Question: [Wednesday, 11th Nissan, 5781]
Am I required to Kasher my kiddush cup for Pesach? As far as I know I have never used it for Chametz [all the wines that we use are Kosher for Pesach year-long]. Also, I have heard that kiddush cups that have lips on top [which I believe is almost by all kiddush cups that I know], cannot be used on Pesach even if they are Koshered. Is this correct?
One is to Kasher his kiddush cup for Pesach with Hagalah. It is true that some are stringent to not Kasher a kiddush cup that contains a lip due to worry that Chametz has gotten stuck within the crack of the rim, and thus Hagalah does not help, and therefore they put it away for Pesach and purchase a new kiddush cup to be used only for Pesach. Nonetheless, from the letter of the law one does not have to suspect for the above, and at the very most can simply wash it very well using soap and a shiner and use a needle to pick through the grooved area of the lip to remove any possible crumbs. However, one should not place a flame by the lip or use bleach, as doing so can ruin the silver.
Explanation regarding the need to Kasher: One is to Kasher his kiddush cup for Pesach with Hagalah as at times Chametz soaks for 24 hours inside the liquid that is in the cup and it is considered like the Chametz was cooked in it. This is certainly possible by wine of which it is common to dip biscuits or pastries inside of them and perhaps some crumbs have remained in their liquid for the above amount of time. Likewise, some people drink beer in their cups and the beer remains in the cup for 24 hours. Now, although this is only the minority use of the cup, while its majority use is for cold foods, nevertheless, it is subject to the dispute in Poskim as to whether we follow majority or even minority use, of which we conclude that Lechatchila we suspect for the stringent opinion. Likewise, as times one washes the cup with hot water together with other Chametz, and at times the cup soaks in the Chametz sink water for 24 hours. This is in addition to the fact that one may have poured hot Chametz over it while it was in or near the sink.

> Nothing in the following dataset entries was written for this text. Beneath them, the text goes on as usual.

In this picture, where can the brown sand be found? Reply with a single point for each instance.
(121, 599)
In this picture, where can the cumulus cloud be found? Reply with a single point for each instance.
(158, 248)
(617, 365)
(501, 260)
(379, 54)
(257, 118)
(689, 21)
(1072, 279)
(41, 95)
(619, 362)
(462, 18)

Explanation regarding if it contains an upper lip: From the letter of the law, a Kiddush cup may be Kashered even if it contains an external upper lip, as we only suspect for cracks in a vessel when the crack is inside the vessel where the food rests and not when it is outside. Nonetheless, I have heard from various Rabbanei Anash that we do not Kosher the kiddush cup if it has an upper lip as we suspect that upon drinking from the cup one has gotten Chametz that is within his mouth into the crack of the lip. Practically, in my opinion one can do as stated above and Kosher it, and so is the widespread custom of Jewry.
Sources: See Admur 451:72 and 21 regarding the need to Kosher a cup, and 451:19 regarding that only an internal lip is an issue. Rabbanim who has told me that we don’t Kosher it: Rav Asher Lemel Hakohen and Rav Eliyahu Landau.